August 31, 2022 –4 min read
DynamoDB Streams capture a time-ordered sequence of events in any DynamoDB table.
In a previous blog post, DynamoDB Streams and AWS Lambda Trigger in .NET, we learned how to set up a DynamoDB Stream on a DynamoDB table and wire up a Lambda Function written in .NET to respond to stream record events.
A stream record contains information about a data modification to a single item in a DynamoDB table. Shards in DynamoDB streams is a collection of stream records.
When enabling Streams, DynamoDB creates at least one Shard per partition in the DynamoDB table. When a Lambda function is used to process the events in the DynamoDB Stream, one instance of the Lambda Function is invoked per Shard in the Stream.
As long as the .NET Lambda Function processes the records as expected, there will be a continuous stream of event records coming to the function as we make changes to the data in the DynamoDB Table.
However, if there are exceptions when processing Stream events, any further changes to the table item start queuing up in the Stream. Any new updates to items in the DynamoDB table will be delivered to the Lambda Function only after the record that threw the exception is successfully processed.
If there are exceptions when processing Stream events, any further changes to the table item start queuing up in the Stream.
You will see slight behavior differences based on the number of partitions on the DynamoDB table and the number of concurrent Lambda functions configured for processing from the DynamoDB stream.
To test the above configurations, let’s simulate an exception in our .NET Lambda Function.
Below I have modified the Lambda Function from our previous blog post, which listens to changes in my User table, to check if the user’s Name property contains the word ‘Error’. And if it does, I throw an exception.
foreach (var record in dynamoEvent.Records) ... if (user?.Name?.Contains("Error") ?? false) context.Logger.LogInformation("User container Error"); throw new Exception("User contains error"); ...
This is just for demonstration purposes. In real-world functions, the exceptions can happen because of unhandled null exceptions, external dependencies that your Lambda Function might be using etc.
Queuing up new stream records when an exception occurs is not a great experience when building applications. Exceptions might happen for various reasons, and the associated fix will differ.
So when designing integration with DynamoDB Streams, we need to make sure that record processing does not get blocked on exceptions.
The AWS Lambda DynamoDB Trigger provides a few additional settings that can be used to control this default behavior.
By setting theOn-failure destination‘ to an Amazon SQS Queue or SNS Topic, we can move error records from the stream to the queue for later processing. This acts like a Dead Letter Queue (DLQ).
The two settings that go in hand when setting the on-failure destination are:
- Retry Attempts → Maximum number of retries when Lambda returns an error
- Maximum age of record → Max time/age of a record until it is sent to Function.

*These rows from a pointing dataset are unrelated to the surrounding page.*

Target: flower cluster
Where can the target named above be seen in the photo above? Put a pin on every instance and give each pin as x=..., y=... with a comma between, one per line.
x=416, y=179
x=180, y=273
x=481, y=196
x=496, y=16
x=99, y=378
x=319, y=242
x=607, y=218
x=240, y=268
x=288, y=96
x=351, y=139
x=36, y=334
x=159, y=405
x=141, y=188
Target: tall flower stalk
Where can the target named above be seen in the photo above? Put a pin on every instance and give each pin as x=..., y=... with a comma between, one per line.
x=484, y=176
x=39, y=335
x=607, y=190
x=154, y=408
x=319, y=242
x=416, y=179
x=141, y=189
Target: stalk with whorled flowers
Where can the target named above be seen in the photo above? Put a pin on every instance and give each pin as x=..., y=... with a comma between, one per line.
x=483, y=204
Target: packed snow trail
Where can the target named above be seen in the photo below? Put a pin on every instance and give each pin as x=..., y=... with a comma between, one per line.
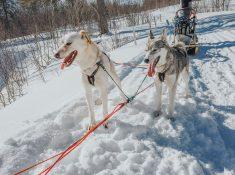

By default, both these values are set to -1, which means there is no limit. This is what causes the errored record to be retried until it succeeds of the max-age reaches (which is 7 days).
When Lambda discards records that are old (over the max age) or has reached the max retry limit, it sends these records to the configured SNS/SQS.
With the updating settings on the Lambda Trigger configuration, update a record in the User table with the name containing the word Error. Also, update a few other records to trigger a few other stream records.
You will notice that the Lambda Function was invoked twice with the record with the word Error. Since the message will not be processed (regardless of the number of retries), it will be moved to the configured SQS queue. You can fix the code or do the necessary to fix the error record and move them out of the queue.
For real-world scenarios, if the error in processing the Stream record is transient, it might succeed in the retry and will unblock the stream. However, if the errors are not transient, they will be moved to the SNS/SQS without blocking the Stream from further processing.
Your action for the messages in the queue depends on your application, the error message, and the business logic associated with the record processing.
Messages in the SNS/SQS can be monitored and processed separately without having to block the other updates in the DynamoDB stream. Once the error record is moved to the DLQ, the Stream records’ processing continues as usual.
Amazon SNS For the .NET Developer: Getting Started Quick and Easy
Learn how to get started with Amazon SNS and use it from a .NET application. We will learn about Topics, sending messages to topics, and using Subscriptions to receive messages. We will also learn about Filters, how to use them, and error handling with SNS.
Depending on the kind of processing and number of activities you want to trigger based on Stream Records, you can choose different integration patterns.
If the actions to perform on Stream Record changes are minimal, you can handle it in the Lambda Function, as shown before.
If there are multiple independent operations that you need to perform on Stream Record events, it is better to introduce an SNS Topic in the middle and offload the independent operations.
Keeping the original Lambda function to have minimal responsibility of publishing the event to SNS also reduces the chances of exceptions. All independent operations can be different subscribers on the SNS or handled off to separate SQS queues.
If the order of processing is essential, you can check out various other integration patterns detailed in this article, How to perform ordered data replication between applications by using Amazon DynamoDB Streams.
I hope this helps you to understand how to handle exceptions when integrating with DynamoDB Stream events.